Optimization of process parameters using a hybrid intelligent system model and evaluation of physicochemical properties of microwave roasted Chironji (Buchanania lanzan) kernels

Abstract

Microwave (MW) roasting of Chironji kernels was carried out at different combinations of microwave power and roasting time. The impact of MW roasting on bulk density, hardness, water absorption capacity (WAC), water activity (WA), browning index (BI), total phenolic content (TPC) and antioxidant activity (AA) were evaluated. Significant reduction in bulk density, hardness, and WA was noticed upon roasting, while a substantial increase in WAC, BI, TPC, and AA was found. A hybrid intelligent system model was used for achieving the optimal conditions of MW roasting parameters. The model comprised of several steps such as a general full factorial experimental design, computation of Taguchi’s quality loss function, principal component analysis, grey relational analysis, and process optimization using combined artificial neural network—genetic algorithm technique.
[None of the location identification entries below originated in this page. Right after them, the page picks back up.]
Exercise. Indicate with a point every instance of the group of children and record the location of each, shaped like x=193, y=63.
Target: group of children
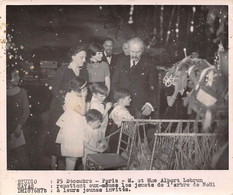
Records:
x=83, y=125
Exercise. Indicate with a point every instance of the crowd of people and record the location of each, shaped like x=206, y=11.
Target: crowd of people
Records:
x=95, y=87
x=91, y=96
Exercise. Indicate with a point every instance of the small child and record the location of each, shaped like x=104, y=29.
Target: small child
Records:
x=99, y=94
x=119, y=113
x=92, y=134
x=72, y=123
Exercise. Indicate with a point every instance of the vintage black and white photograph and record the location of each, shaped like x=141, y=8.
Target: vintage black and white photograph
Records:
x=117, y=87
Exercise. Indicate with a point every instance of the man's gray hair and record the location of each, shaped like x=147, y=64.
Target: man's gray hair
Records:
x=136, y=40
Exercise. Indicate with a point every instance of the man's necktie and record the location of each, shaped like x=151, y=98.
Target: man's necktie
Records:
x=134, y=64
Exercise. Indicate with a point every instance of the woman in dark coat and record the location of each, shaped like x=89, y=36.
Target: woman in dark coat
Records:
x=60, y=87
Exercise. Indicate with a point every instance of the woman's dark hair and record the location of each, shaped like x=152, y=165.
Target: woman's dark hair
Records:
x=77, y=84
x=93, y=49
x=108, y=39
x=93, y=115
x=100, y=88
x=120, y=93
x=73, y=51
x=9, y=72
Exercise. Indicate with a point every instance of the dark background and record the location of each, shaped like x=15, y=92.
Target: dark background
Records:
x=37, y=33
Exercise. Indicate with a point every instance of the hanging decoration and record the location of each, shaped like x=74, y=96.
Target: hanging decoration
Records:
x=177, y=30
x=161, y=23
x=131, y=14
x=208, y=87
x=169, y=26
x=192, y=21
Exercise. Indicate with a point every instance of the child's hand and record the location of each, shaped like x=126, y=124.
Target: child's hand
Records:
x=108, y=105
x=102, y=145
x=84, y=92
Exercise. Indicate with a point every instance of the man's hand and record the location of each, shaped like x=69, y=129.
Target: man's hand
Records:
x=146, y=110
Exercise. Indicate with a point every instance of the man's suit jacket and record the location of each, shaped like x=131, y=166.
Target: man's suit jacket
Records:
x=113, y=63
x=141, y=81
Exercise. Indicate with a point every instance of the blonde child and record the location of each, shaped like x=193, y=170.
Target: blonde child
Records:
x=99, y=94
x=119, y=113
x=92, y=134
x=72, y=123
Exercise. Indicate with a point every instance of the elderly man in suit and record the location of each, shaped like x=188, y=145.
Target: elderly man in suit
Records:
x=108, y=55
x=136, y=73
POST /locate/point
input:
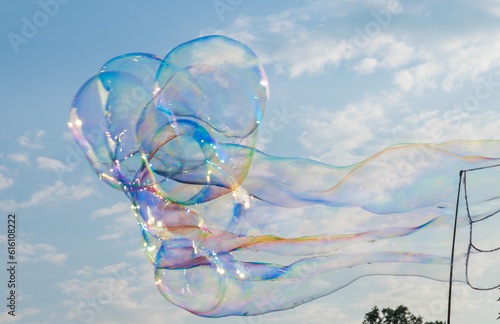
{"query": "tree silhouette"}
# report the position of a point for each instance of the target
(400, 315)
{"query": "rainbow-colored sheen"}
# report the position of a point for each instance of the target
(233, 231)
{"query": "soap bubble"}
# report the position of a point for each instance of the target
(233, 231)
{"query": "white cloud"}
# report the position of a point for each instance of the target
(122, 294)
(41, 252)
(113, 210)
(366, 66)
(55, 193)
(19, 157)
(52, 164)
(32, 139)
(109, 237)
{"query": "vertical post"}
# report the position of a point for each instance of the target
(453, 247)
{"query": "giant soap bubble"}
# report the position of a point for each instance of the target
(233, 231)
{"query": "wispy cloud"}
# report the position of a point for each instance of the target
(41, 252)
(19, 157)
(52, 164)
(108, 211)
(32, 139)
(54, 193)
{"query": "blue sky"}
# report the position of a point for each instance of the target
(346, 81)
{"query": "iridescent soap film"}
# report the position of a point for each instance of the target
(233, 231)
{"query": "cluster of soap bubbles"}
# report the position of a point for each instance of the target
(233, 231)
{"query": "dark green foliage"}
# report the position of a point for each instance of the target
(400, 315)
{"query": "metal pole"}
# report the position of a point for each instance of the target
(453, 246)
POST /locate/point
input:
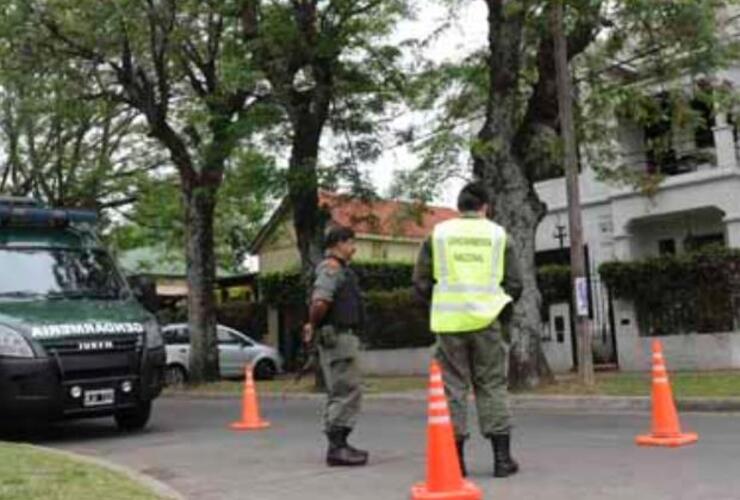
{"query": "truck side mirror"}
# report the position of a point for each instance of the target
(145, 291)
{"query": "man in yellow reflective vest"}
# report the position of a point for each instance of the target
(468, 273)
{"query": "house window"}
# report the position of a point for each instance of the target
(664, 153)
(695, 243)
(667, 247)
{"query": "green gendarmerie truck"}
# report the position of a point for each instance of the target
(74, 340)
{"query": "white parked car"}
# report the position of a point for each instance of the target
(235, 351)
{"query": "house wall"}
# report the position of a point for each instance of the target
(620, 223)
(704, 351)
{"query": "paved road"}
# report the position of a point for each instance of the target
(564, 456)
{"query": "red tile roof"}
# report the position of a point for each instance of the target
(384, 217)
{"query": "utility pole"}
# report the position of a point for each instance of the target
(567, 131)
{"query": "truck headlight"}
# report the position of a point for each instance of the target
(153, 335)
(13, 344)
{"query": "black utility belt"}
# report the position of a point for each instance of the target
(342, 328)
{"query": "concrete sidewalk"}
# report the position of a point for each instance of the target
(518, 401)
(564, 455)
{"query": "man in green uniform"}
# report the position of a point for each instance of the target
(336, 313)
(467, 272)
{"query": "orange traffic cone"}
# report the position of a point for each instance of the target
(444, 478)
(250, 406)
(666, 429)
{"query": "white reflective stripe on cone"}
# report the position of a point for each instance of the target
(462, 307)
(462, 288)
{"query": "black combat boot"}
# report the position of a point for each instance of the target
(460, 444)
(340, 453)
(503, 464)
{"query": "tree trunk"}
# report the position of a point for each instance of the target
(308, 220)
(516, 205)
(200, 202)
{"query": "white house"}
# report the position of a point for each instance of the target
(698, 203)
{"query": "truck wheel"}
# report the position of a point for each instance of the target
(265, 370)
(134, 419)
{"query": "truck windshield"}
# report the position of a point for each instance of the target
(58, 273)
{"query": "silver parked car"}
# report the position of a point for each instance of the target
(235, 351)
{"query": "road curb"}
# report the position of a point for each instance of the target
(155, 486)
(518, 401)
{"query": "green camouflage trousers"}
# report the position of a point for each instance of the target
(338, 355)
(477, 358)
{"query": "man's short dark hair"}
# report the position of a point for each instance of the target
(338, 234)
(472, 197)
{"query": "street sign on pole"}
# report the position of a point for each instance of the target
(567, 130)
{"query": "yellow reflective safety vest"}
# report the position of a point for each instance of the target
(468, 257)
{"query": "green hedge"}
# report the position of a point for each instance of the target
(679, 294)
(289, 288)
(247, 317)
(396, 319)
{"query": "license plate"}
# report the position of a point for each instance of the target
(99, 397)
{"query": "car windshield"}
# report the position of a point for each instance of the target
(58, 273)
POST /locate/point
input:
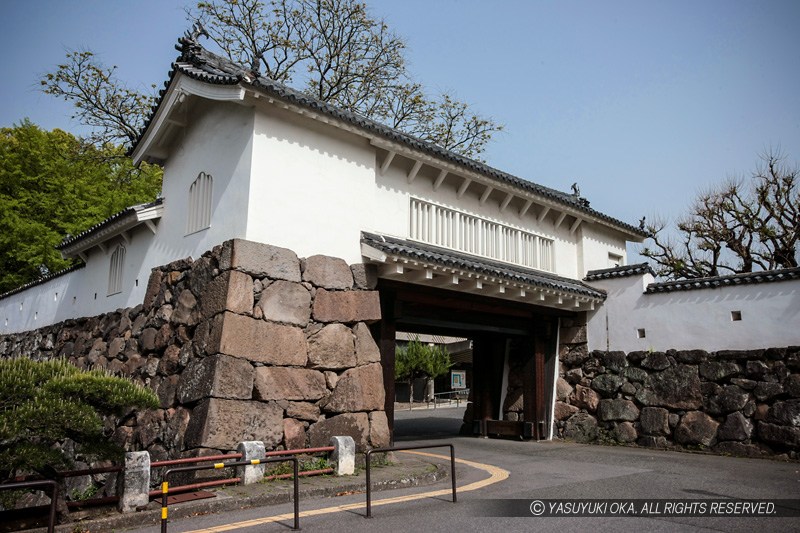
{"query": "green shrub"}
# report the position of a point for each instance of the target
(44, 403)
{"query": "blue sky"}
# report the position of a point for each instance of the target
(643, 103)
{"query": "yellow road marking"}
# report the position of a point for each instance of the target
(495, 476)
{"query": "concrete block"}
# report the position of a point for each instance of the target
(135, 482)
(252, 449)
(343, 456)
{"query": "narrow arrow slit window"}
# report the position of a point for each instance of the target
(200, 195)
(115, 270)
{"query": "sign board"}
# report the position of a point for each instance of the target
(458, 379)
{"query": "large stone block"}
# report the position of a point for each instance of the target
(654, 421)
(696, 428)
(716, 371)
(332, 347)
(624, 432)
(286, 302)
(358, 389)
(365, 277)
(153, 289)
(259, 341)
(573, 335)
(346, 306)
(294, 434)
(355, 425)
(677, 387)
(220, 376)
(617, 410)
(222, 424)
(260, 260)
(327, 272)
(367, 350)
(656, 361)
(563, 411)
(785, 413)
(582, 427)
(782, 435)
(303, 411)
(615, 361)
(563, 389)
(735, 427)
(283, 383)
(187, 311)
(230, 291)
(607, 384)
(586, 398)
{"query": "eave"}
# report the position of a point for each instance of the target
(120, 225)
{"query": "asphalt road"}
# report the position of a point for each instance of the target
(542, 471)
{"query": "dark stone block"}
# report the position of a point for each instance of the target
(739, 355)
(607, 384)
(717, 371)
(615, 361)
(677, 387)
(656, 361)
(692, 357)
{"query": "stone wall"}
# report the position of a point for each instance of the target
(729, 402)
(246, 343)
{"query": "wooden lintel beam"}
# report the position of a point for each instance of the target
(486, 193)
(464, 186)
(386, 162)
(543, 213)
(506, 201)
(525, 208)
(414, 171)
(439, 180)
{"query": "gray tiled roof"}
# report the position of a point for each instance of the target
(198, 63)
(107, 222)
(43, 279)
(619, 272)
(766, 276)
(449, 258)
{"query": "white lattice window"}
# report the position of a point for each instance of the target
(200, 195)
(448, 228)
(115, 270)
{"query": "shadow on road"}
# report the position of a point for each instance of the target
(427, 424)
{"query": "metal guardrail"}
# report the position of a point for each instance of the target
(51, 523)
(403, 448)
(458, 394)
(216, 466)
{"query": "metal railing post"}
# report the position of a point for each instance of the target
(51, 519)
(253, 462)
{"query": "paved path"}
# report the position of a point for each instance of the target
(547, 470)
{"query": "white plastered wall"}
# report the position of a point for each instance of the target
(695, 319)
(217, 142)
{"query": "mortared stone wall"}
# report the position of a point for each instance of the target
(248, 342)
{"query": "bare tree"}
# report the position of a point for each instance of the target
(331, 49)
(739, 226)
(114, 112)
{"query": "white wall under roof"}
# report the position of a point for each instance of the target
(288, 180)
(695, 319)
(217, 142)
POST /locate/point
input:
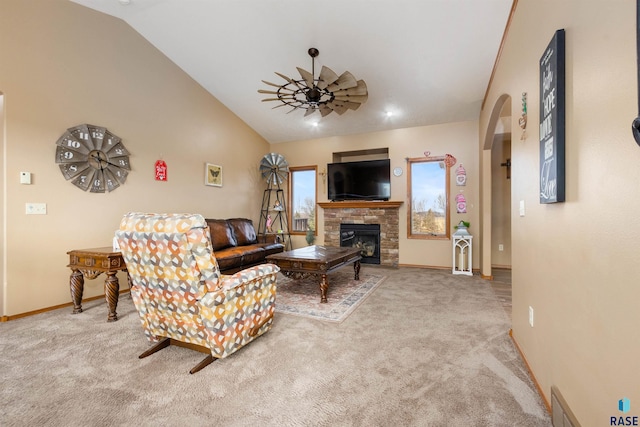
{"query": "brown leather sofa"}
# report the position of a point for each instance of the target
(235, 244)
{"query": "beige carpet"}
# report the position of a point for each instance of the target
(426, 348)
(345, 294)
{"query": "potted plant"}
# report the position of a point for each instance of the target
(311, 236)
(463, 224)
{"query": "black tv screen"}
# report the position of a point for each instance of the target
(364, 180)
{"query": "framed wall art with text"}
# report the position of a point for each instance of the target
(552, 121)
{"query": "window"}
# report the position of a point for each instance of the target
(428, 184)
(303, 198)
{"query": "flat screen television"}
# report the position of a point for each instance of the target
(363, 180)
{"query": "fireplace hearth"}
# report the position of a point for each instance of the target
(386, 214)
(363, 236)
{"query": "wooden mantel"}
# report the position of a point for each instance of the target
(351, 204)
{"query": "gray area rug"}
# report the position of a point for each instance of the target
(426, 348)
(302, 297)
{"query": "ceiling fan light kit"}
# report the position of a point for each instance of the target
(328, 93)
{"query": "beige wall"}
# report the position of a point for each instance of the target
(458, 139)
(67, 65)
(576, 263)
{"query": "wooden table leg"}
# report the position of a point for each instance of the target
(111, 290)
(76, 285)
(324, 286)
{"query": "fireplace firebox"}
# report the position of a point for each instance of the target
(363, 236)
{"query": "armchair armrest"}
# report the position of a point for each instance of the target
(240, 310)
(257, 272)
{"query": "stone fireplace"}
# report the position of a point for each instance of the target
(386, 214)
(363, 236)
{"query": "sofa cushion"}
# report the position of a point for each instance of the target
(272, 248)
(229, 258)
(243, 231)
(252, 254)
(221, 234)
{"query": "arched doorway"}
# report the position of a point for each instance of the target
(495, 216)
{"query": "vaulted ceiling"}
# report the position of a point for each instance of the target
(424, 62)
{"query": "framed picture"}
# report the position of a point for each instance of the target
(213, 175)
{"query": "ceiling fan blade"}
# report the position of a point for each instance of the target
(345, 81)
(360, 89)
(358, 98)
(338, 108)
(277, 99)
(324, 110)
(327, 76)
(286, 78)
(306, 76)
(350, 105)
(270, 84)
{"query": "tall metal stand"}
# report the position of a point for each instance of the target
(273, 225)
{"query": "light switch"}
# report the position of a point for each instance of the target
(36, 208)
(25, 178)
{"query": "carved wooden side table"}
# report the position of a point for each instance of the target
(91, 263)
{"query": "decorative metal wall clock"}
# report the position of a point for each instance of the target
(92, 158)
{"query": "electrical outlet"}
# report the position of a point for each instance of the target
(36, 208)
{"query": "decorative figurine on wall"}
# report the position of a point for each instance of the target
(461, 203)
(449, 160)
(522, 121)
(461, 176)
(161, 170)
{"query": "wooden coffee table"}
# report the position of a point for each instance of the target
(316, 261)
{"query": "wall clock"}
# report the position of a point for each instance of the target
(92, 158)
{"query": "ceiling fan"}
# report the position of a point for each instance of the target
(329, 92)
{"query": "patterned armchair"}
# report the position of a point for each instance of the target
(180, 294)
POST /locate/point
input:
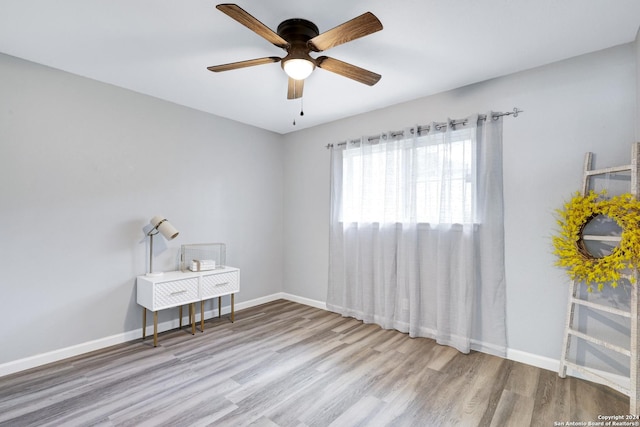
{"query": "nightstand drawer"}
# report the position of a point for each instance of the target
(177, 292)
(214, 285)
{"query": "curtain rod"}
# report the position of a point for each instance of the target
(426, 128)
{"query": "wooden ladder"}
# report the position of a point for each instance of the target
(632, 315)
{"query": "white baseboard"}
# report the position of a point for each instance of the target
(64, 353)
(86, 347)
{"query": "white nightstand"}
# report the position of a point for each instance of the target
(178, 288)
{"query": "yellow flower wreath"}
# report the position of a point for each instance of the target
(569, 245)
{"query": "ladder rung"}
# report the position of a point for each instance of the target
(601, 307)
(608, 170)
(605, 344)
(592, 375)
(601, 238)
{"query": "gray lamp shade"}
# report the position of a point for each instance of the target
(164, 227)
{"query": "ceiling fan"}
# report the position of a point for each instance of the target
(299, 37)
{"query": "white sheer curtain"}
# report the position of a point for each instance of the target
(417, 236)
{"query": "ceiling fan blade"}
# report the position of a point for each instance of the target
(361, 26)
(295, 88)
(243, 64)
(347, 70)
(242, 16)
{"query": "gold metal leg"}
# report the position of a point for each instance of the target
(155, 328)
(202, 316)
(193, 318)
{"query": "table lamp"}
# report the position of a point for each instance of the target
(162, 226)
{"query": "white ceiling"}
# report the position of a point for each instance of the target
(162, 48)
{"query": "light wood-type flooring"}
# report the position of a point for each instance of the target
(287, 364)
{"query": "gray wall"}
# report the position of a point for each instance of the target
(582, 104)
(638, 86)
(83, 167)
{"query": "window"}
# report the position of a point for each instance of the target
(425, 180)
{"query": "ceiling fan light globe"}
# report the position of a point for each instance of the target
(298, 69)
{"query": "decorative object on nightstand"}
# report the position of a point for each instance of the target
(162, 226)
Under optimal condition of 700 W power and 5.5 min of roasting time, decrease in bulk density of 8.02 ± 0.15%, hardness of 16.63 ± 0.17 N, WAC of 1.02 ± 0.06 g/g, WA of 0.0541 ± 0.0009, BI of 76.79 ± 1.23, TPC of 26.74 ± 0.32 mg GAE/g, and AA of 73.23 ± 0.86%, were recorded for roasted Chironji kernels. Further, the SEM analysis confirmed microstructural changes in the kernels roasted at optimal conditions.